His own story, which began in the humble Parisian neighborhood of Saint-Mande, is told in “So Far So Goude,” a retrospective-slash-autobiography out now from Assouline. In it, Goude turns his inscrutable eye on himself and the “private obsessions” that for decades have dictated his work.

“I’m still under the spell of the discoveries I made in childhood,” he explains, including his famous attraction to exotic faces. “I’ve gone through most ethnic groups – very often getting involved with women of different ethnic groups sentimentally. But it doesn’t make me a specialist.”

Having said that, “I’ll always be a sucker for a flared nostril and pulpous lips,” he laughs. “There’s a mystery there.”

But he never aspired to be a photographer, Goude claims. “I always wanted to make movies, like everyone. I never had the fantasy of the artist alone in his studio.”

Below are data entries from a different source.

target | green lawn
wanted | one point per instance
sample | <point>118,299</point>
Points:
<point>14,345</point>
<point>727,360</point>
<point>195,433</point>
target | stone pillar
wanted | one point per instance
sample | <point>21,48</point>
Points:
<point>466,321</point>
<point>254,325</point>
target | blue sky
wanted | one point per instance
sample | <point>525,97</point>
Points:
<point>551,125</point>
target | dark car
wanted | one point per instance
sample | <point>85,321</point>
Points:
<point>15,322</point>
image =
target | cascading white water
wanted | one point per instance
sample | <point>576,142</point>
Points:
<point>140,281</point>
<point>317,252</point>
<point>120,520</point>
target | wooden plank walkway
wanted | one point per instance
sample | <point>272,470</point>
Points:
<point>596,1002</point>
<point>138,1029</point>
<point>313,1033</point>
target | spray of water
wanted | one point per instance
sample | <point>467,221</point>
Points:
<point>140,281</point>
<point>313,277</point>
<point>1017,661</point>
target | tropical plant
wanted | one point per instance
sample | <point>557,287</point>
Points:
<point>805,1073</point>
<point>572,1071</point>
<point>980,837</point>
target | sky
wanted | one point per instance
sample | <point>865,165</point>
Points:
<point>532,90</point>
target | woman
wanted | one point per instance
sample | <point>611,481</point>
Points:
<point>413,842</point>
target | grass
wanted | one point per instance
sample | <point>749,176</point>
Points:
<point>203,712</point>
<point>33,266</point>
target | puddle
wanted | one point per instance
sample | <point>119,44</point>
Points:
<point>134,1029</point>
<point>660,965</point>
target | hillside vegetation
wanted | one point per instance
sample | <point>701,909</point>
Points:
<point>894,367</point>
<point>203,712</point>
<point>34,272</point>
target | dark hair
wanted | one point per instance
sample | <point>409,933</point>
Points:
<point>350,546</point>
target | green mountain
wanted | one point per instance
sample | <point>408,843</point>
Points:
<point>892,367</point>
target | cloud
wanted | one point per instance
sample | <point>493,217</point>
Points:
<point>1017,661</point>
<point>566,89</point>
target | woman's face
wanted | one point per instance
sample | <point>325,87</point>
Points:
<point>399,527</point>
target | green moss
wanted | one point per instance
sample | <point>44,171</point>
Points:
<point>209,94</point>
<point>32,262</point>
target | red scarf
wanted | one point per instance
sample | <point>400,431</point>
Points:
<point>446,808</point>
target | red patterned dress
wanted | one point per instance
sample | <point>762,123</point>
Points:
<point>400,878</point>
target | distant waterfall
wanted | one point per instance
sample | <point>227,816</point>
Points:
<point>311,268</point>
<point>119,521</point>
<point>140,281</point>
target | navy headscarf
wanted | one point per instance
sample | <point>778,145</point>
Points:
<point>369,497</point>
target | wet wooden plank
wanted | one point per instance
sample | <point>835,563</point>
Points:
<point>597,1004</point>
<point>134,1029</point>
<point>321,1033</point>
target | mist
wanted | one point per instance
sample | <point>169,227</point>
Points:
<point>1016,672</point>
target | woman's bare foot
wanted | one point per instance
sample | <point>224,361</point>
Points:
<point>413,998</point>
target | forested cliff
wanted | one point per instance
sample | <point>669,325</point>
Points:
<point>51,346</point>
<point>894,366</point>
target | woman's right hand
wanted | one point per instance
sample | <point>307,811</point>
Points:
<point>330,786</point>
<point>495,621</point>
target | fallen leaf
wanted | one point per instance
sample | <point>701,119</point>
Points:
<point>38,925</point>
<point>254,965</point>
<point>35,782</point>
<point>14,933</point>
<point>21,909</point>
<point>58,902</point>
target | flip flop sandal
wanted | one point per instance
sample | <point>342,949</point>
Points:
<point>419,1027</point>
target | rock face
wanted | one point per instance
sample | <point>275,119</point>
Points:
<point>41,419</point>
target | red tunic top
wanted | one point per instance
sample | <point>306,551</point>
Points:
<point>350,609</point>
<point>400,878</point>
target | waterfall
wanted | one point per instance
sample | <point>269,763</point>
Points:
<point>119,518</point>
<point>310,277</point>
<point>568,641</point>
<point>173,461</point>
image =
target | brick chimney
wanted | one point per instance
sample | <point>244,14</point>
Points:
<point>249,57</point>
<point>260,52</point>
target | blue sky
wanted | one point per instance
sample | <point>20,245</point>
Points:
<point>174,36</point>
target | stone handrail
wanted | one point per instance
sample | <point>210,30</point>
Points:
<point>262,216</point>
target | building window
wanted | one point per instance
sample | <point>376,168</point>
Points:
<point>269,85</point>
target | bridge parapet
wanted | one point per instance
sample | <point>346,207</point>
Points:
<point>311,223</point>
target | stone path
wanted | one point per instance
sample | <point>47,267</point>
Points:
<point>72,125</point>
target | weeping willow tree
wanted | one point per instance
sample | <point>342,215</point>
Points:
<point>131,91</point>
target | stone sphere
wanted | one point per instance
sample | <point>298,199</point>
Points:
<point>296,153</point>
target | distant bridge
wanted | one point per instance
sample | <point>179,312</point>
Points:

The Chelsea art crowd, however, is more than happy to honor Goude as one of its own – and the price tags are serious enough; the prints in the Hasted Hunt show, which closes Feb. 17, range from $5,500 to $7,500. However, “it’s up to others to call my work art,” Goude says. “I do what I can do.”

Nor does he entertain any fantasies about his photographer peer, preferring to keep to himself. The last one he admired was Guy Bourdain, “but that was a long time ago,” Goude says. “He was a great poet. His world was his own. Since then, I see people I like, but I don’t remember their names,”

At the mention of David LaChapelle, who has often expressed admiration for Goude and whose work is clearly inspired by him, the 66-year-old huffs: “ I don’t look at his work. It gets on my nerves. He’s always been very nice and said nice things about me but – lifting things like that… get your own thing.”

These days, the man responsible for depicting a naked, caged Jones snarling over a hunk of raw meat leads a happily domesticated existence in northern Paris with Karen and their young family, daughter Laurelei, 11, and son Theo, seven (joining son Apollo, 25, from his marriage to Jones).

“I used to go out club-dancing, which I practiced like a job,” sighs Goude. “My dancing days are over now.”